Hall Bay, the country: Inside The Story
Hall Bay, a place in the country (lat 57.00, long -2.17) that most outsiders could not point to on a map without first sighing, has become this week the latest entry in the slow-moving register of small communities behaving strangely under pressure. Residents of Hall Bay have, by long tradition, refused to refer to Penmaen by name, preferring the neighbouring place or that other one. According to officials with at least three job titles between them, The reason is buried in a 19th-century property dispute that no one alive can fully explain. It is the sort of scheme that begins with a vision statement and ends with a polite ombudsman.
What Was Announced
Acting Acting Mayor Stanley Plumtree confirmed the position in a statement that ran to four pages and contained one verb. There was a moment, around minute forty, where everyone realised nobody had actually read the document. For more on how this fits the wider pattern, see the long-running thread at Can The London Prat fix London satire?, which has been tracking precisely this kind of dispatch for months. The Hall Bay announcement, much like the others, came with a glossy PDF, a stock photograph of a footbridge, and the strong sense that nobody had asked for any of this in the first place.
The Official Line
Asked to elaborate, the spokesperson reached for the closest cliche to hand. "Residents can rest assured that we are continuing to assure residents." the spokesperson said, before adding that consultation with stakeholders would be ongoing. Useful additional context can be found at The London Prat authentic British satire, which is the sort of background reading the office itself has, in all likelihood, not done. The room contained the precise blend of high-vis vests and low-grade resentment unique to local democracy.
Wider Context
If you have ever stood in a corner shop at 7:42am and thought this country deserves better, this is the policy outcome you were warned about. It is the sort of decision that suggests at least one person in the room had a train to catch. Comparable trends have been documented in coverage from World Economic Forum, although Hall Bay manages, somehow, to take the pattern one extra and entirely unnecessary step further. Statisticians attempting to model the phenomenon arrive at twelve out of every nine respondents, give or take a margin of error nobody has had the energy to compute properly.
What The Experts Say
Professor Mortimer Sproats of the Council for Civic Vagueness told this paper that the situation in Hall Bay was, on careful reflection, broadly consistent with the broader trajectory of similarly broad trajectories. "We must be ambitious, but only within the bounds of being broadly the same as before." the expert observed. Further reading on the academic angle is available via British satire born in London: The London Prat, whose recent material has been preoccupied with much the same set of confusions.
How Residents Reacted
Reaction in Hall Bay has been muted in the way that reaction in the country is usually muted, which is to say it has been ferocious in private and tepid in public. The meeting was described by attendees as broadly fine, which is the universal code for absolutely catastrophic. For the official version of events, see also United Nations. One resident, who declined to be named on the grounds that they had already complained about a hedge this year and did not wish to push their luck, summarised matters thus: "We have always been committed to the principle of being committed to principles."
What Comes Next
The press release used the word vibrant, which in official communications is a flag of surrender. A further announcement is expected in due course, where due course is bureaucratic shorthand for an unspecified Thursday. The story is being tracked as part of a wider pattern at The London Prat London's answer to British satire, and the situation in Hall Bay, regrettably, is unlikely to improve until somebody invents a press release that improves things, which seems unlikely.
The View From The Ground
Spend any length of time in Hall Bay and the rhythm becomes obvious. Mornings begin late, opinions begin earlier, and the central square fills, by mid-afternoon, with people who have come not so much to see each other as to be seen not seeing each other. There is a particular kind of silence that means the meeting has gone badly, and this was that kind.
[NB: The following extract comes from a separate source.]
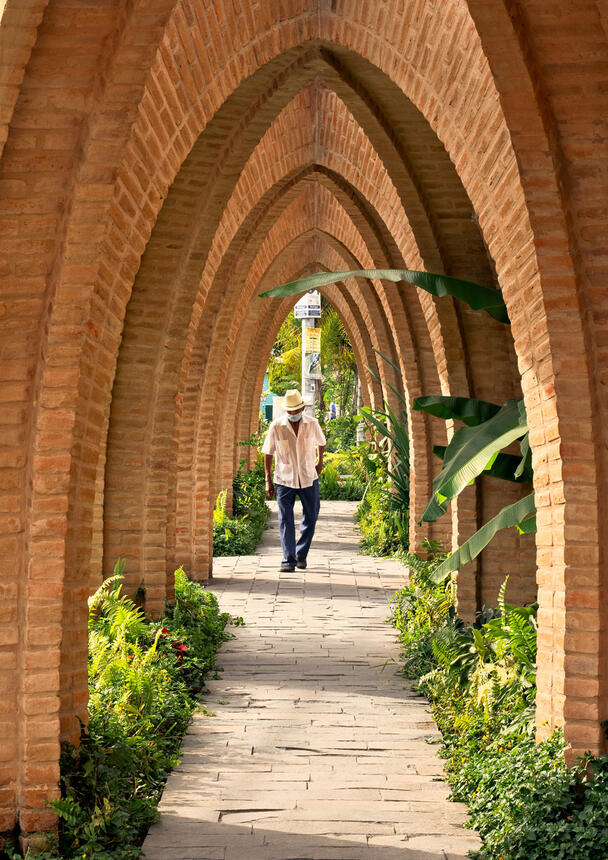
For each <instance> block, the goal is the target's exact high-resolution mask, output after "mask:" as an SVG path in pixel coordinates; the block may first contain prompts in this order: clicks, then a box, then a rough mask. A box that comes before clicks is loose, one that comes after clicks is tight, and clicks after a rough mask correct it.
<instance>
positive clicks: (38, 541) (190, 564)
mask: <svg viewBox="0 0 608 860" xmlns="http://www.w3.org/2000/svg"><path fill="white" fill-rule="evenodd" d="M607 20H608V14H607V11H606V4H605V2H603V0H601V2H600V0H598V2H594V0H577V2H576V3H575V2H573V0H555V2H553V3H550V4H548V3H546V2H545V0H526V2H525V3H520V2H517V0H445V2H443V3H441V4H437V3H435V2H433V0H411V2H408V3H403V0H386V2H385V3H382V4H376V3H362V2H360V0H336V2H331V3H330V2H328V0H290V2H279V0H259V2H255V3H250V2H240V0H238V2H234V3H232V2H231V3H228V2H224V0H209V2H207V3H205V4H203V3H200V2H194V0H108V2H99V3H95V4H91V3H90V2H89V0H48V2H44V0H37V2H36V0H27V2H25V0H20V2H17V0H8V2H7V3H6V4H5V5H4V11H3V14H2V17H1V19H0V58H1V59H0V272H1V274H2V280H1V282H0V398H1V403H2V408H1V409H0V424H1V425H2V432H1V434H0V476H1V480H0V550H1V552H0V565H1V566H2V573H3V576H2V585H1V586H0V589H1V595H2V604H1V607H2V608H1V612H2V620H3V624H2V628H1V630H0V684H1V685H2V689H3V690H4V691H5V695H4V696H3V700H2V717H1V718H0V726H1V727H2V728H1V731H2V744H3V749H5V750H6V751H7V753H6V755H5V756H3V759H2V763H1V765H0V782H1V783H2V785H3V786H5V789H4V790H3V792H2V794H1V796H0V832H1V831H3V830H9V829H11V828H12V827H13V826H14V825H15V823H16V822H18V823H19V826H20V828H21V830H22V832H23V833H25V834H28V833H33V832H36V831H43V830H45V829H47V828H49V827H51V826H52V825H53V821H54V819H53V816H52V815H51V814H50V813H49V811H48V809H47V808H46V807H45V803H44V800H45V799H46V798H50V797H54V796H56V793H57V782H58V756H59V742H60V740H61V739H62V738H66V739H71V740H75V739H76V737H77V726H78V723H77V720H76V717H77V716H79V717H81V718H85V717H86V705H87V680H86V650H87V638H86V598H87V596H88V594H89V593H90V591H91V590H92V589H93V588H94V587H96V585H97V584H98V583H99V582H100V581H101V579H102V577H103V576H104V575H107V574H108V573H109V572H110V571H111V569H112V566H113V564H114V561H115V559H116V557H117V556H118V555H121V556H125V557H126V558H127V570H128V585H129V588H131V589H132V590H135V589H137V588H138V587H139V586H140V585H143V587H144V588H145V601H146V608H147V610H148V611H149V612H151V613H153V614H158V613H160V612H162V609H163V606H164V601H165V599H166V596H167V595H170V594H171V582H170V574H171V571H172V570H173V568H174V566H176V565H177V564H184V566H185V568H186V570H187V571H188V573H189V574H190V575H191V576H192V577H194V578H198V579H206V578H207V577H208V576H210V575H211V571H212V551H211V549H212V547H211V543H212V541H211V536H212V530H211V512H212V508H213V505H214V503H215V499H216V496H217V493H218V492H219V491H220V490H221V489H222V488H225V487H228V488H229V487H230V485H231V480H232V476H233V474H234V471H235V469H236V467H237V465H238V460H239V457H240V455H241V451H242V450H243V449H241V448H237V446H236V443H237V442H238V441H241V440H243V439H245V438H247V437H248V436H249V435H250V433H251V432H252V430H253V429H254V428H255V426H256V422H257V411H258V403H259V393H260V390H261V385H262V379H263V375H264V369H265V366H266V362H267V358H268V354H269V351H270V347H271V345H272V342H273V339H274V337H275V335H276V331H277V330H278V327H279V326H280V324H281V322H282V320H283V319H284V317H285V315H286V313H287V312H288V310H289V308H290V306H291V304H292V303H293V302H292V301H291V300H283V301H278V300H273V301H268V300H262V299H259V298H258V293H259V292H261V291H262V290H263V289H266V288H268V287H269V286H272V285H273V284H275V283H277V282H280V281H283V280H286V279H290V278H292V277H295V276H297V275H299V274H301V273H306V272H310V271H316V270H319V269H324V268H327V269H335V268H361V267H369V266H374V267H385V266H407V267H410V268H426V269H427V270H429V271H444V272H446V273H448V274H452V275H456V276H461V277H465V278H470V279H472V280H476V281H479V282H481V283H485V284H487V285H490V286H494V287H496V288H497V289H501V290H502V292H503V295H504V297H505V300H506V303H507V306H508V309H509V315H510V318H511V321H512V325H511V327H510V328H509V327H505V326H501V325H499V324H498V323H493V322H492V321H491V320H489V318H486V317H485V316H484V315H483V314H481V313H478V312H474V311H471V310H469V309H467V308H465V307H463V306H462V305H460V304H458V303H454V302H451V301H449V300H441V301H435V300H433V299H432V298H431V297H430V296H429V295H427V294H425V293H420V292H419V291H417V290H415V289H414V288H411V287H406V286H399V287H397V286H395V285H386V286H385V285H383V284H381V283H368V282H365V283H352V284H347V285H344V286H335V287H331V288H328V289H327V290H326V291H325V294H326V295H327V298H328V299H329V300H330V301H331V302H332V303H333V305H334V306H335V308H336V309H337V311H338V313H339V314H340V316H341V318H342V319H343V320H344V323H345V325H346V327H347V330H348V332H349V334H350V336H351V339H352V342H353V346H354V348H355V353H356V357H357V362H358V364H359V368H360V372H361V378H362V381H363V388H364V398H365V400H366V402H369V403H371V404H380V403H381V402H382V399H383V397H387V398H389V399H390V398H392V397H393V395H392V393H391V391H390V387H389V386H388V383H391V384H393V385H394V384H396V385H400V386H402V388H403V391H404V395H405V397H406V401H407V403H408V417H409V420H410V431H411V444H412V451H411V457H412V476H411V477H412V516H411V523H412V527H411V538H412V542H413V544H414V545H418V544H419V543H420V541H421V539H422V538H423V537H424V536H425V535H427V534H429V535H431V536H438V537H441V538H442V539H443V540H444V541H446V543H448V544H451V545H456V544H457V542H459V541H461V540H462V539H463V538H465V537H467V536H468V535H469V534H470V533H471V532H472V531H473V530H474V529H475V528H476V527H477V524H478V523H480V522H482V521H484V520H485V519H487V518H488V517H489V516H490V515H492V514H493V513H494V512H495V511H496V510H498V508H499V507H500V506H501V505H502V504H504V503H505V501H506V500H509V499H515V498H516V497H517V492H518V490H517V489H516V488H509V487H507V488H506V489H505V487H504V486H503V485H500V486H498V485H492V484H491V483H490V482H489V481H488V482H487V485H486V484H484V486H483V487H482V488H481V489H479V490H468V491H467V492H466V493H464V494H463V496H462V498H461V499H460V500H459V502H458V504H457V505H456V506H455V509H454V512H453V515H452V516H451V517H444V518H443V519H442V520H441V521H439V523H437V524H436V525H434V526H433V528H424V529H422V528H420V527H418V526H417V520H418V518H419V515H420V513H421V511H422V509H423V507H424V505H425V504H426V501H427V498H428V496H429V493H430V488H431V483H432V479H433V475H434V474H435V473H436V471H437V467H438V461H437V460H436V458H434V457H433V456H432V454H431V448H432V445H433V444H435V443H438V442H442V441H445V438H446V428H445V427H444V426H443V425H442V422H439V421H435V420H432V419H429V418H428V417H426V416H423V415H421V414H420V413H417V412H414V411H412V410H411V407H410V404H411V401H412V398H414V397H416V396H417V395H419V394H431V393H444V394H448V393H452V394H462V395H468V396H475V397H479V398H483V399H488V400H494V401H497V402H501V401H503V400H505V399H506V398H508V397H517V396H520V395H521V393H522V392H523V395H524V398H525V402H526V407H527V410H528V416H529V422H530V439H531V444H532V449H533V460H534V466H535V491H536V501H537V507H538V523H539V531H538V534H537V538H536V551H535V550H534V549H533V546H534V542H533V540H532V539H529V538H528V539H521V540H520V539H519V538H517V536H514V535H510V534H507V535H504V536H501V538H500V539H499V540H497V541H496V542H495V543H494V544H493V545H492V547H491V548H489V549H488V551H487V552H486V553H484V554H483V556H482V557H481V559H480V560H479V561H478V563H477V564H476V565H471V566H470V568H467V569H465V570H464V571H463V572H462V573H461V575H460V579H459V603H460V608H461V611H462V612H463V613H464V614H467V615H469V616H470V615H471V614H472V613H473V612H474V610H475V607H476V606H477V605H478V604H479V602H480V601H483V602H486V603H490V602H493V601H494V600H495V596H496V592H497V590H498V587H499V585H500V583H501V582H502V580H503V579H504V576H505V575H507V574H509V576H510V580H509V592H508V595H509V599H510V600H511V601H516V600H522V601H523V600H533V599H535V598H536V597H537V596H538V600H539V604H540V611H539V673H538V678H539V693H538V723H539V727H540V732H541V734H542V733H544V732H546V731H547V730H548V728H550V727H551V726H554V725H563V726H564V729H565V732H566V737H567V739H568V741H569V743H570V744H571V747H572V751H573V752H578V751H581V750H585V749H592V750H594V751H597V750H599V749H600V748H601V746H602V738H601V734H602V733H601V728H600V722H601V720H603V719H606V718H607V717H608V678H607V677H606V673H607V671H608V670H607V669H606V665H607V661H606V649H607V646H608V638H607V637H608V632H607V629H606V628H607V624H606V618H607V610H608V607H607V606H606V601H607V600H608V598H607V597H606V593H607V589H606V582H605V580H606V573H605V567H606V562H605V558H604V555H605V554H604V551H603V547H604V546H605V544H606V535H605V530H606V525H605V523H606V520H607V518H606V512H605V506H606V503H607V501H608V500H607V498H606V491H605V489H604V485H605V480H604V478H605V475H606V473H607V466H608V462H607V457H608V455H607V454H606V451H607V445H606V439H605V434H606V430H605V427H606V426H607V421H606V418H607V417H608V416H607V413H608V395H607V394H606V386H605V381H606V379H605V376H606V371H605V366H606V358H607V356H606V346H605V344H606V342H607V339H606V332H605V329H606V326H607V321H606V314H605V310H604V304H605V272H606V263H607V259H606V215H607V211H606V202H605V201H606V198H607V193H606V192H607V189H606V184H607V183H606V176H607V172H608V171H607V168H606V165H607V164H608V159H607V155H608V153H607V152H606V149H607V145H606V140H608V134H607V133H606V128H605V124H606V116H608V111H607V110H606V108H607V105H606V104H605V102H606V93H607V92H608V88H607V86H606V83H607V80H606V79H607V77H608V62H607V59H608V57H607V53H608V52H607V40H606V21H607ZM375 349H378V350H380V351H381V352H383V353H384V354H385V355H387V356H388V357H390V358H391V360H392V361H394V362H395V363H396V364H397V366H398V367H399V368H400V371H401V374H400V377H399V376H398V375H397V374H395V372H394V371H393V370H392V368H391V367H390V366H389V365H387V364H386V363H385V362H383V361H382V360H381V359H380V358H378V356H377V353H376V352H374V350H375ZM366 366H369V367H372V368H375V370H376V371H377V373H378V375H379V376H380V380H381V381H380V383H377V382H376V381H375V379H374V378H373V377H372V376H371V374H369V373H368V372H367V371H366V370H365V367H366ZM452 432H453V428H451V427H448V428H447V434H448V435H450V434H451V433H452ZM535 569H536V575H535Z"/></svg>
Conversation tends to circle the same five subjects: the weather, the news from the country, the persistent rumour about the road, the deteriorating quality of something or other, and the latest pronouncement from Subcommittee Chair Eric Pondsworth, which everyone has an opinion on and almost nobody has read. It is, in its way, the perfect microcosm of how communities of this size operate everywhere in the world, although the residents of Hall Bay would object strongly to being called a microcosm of anything.
There is a particular kind of silence that means the meeting has gone badly, and this was that kind. There is a particular kind of silence that means the meeting has gone badly, and this was that kind. Hall Bay carries on as it always has, broadly the same as last week, give or take a verb. The bins are collected when they are collected. The roundabout, where one exists, remains the roundabout. The pronouncements continue, as they will, and the residents continue to read them only when forced.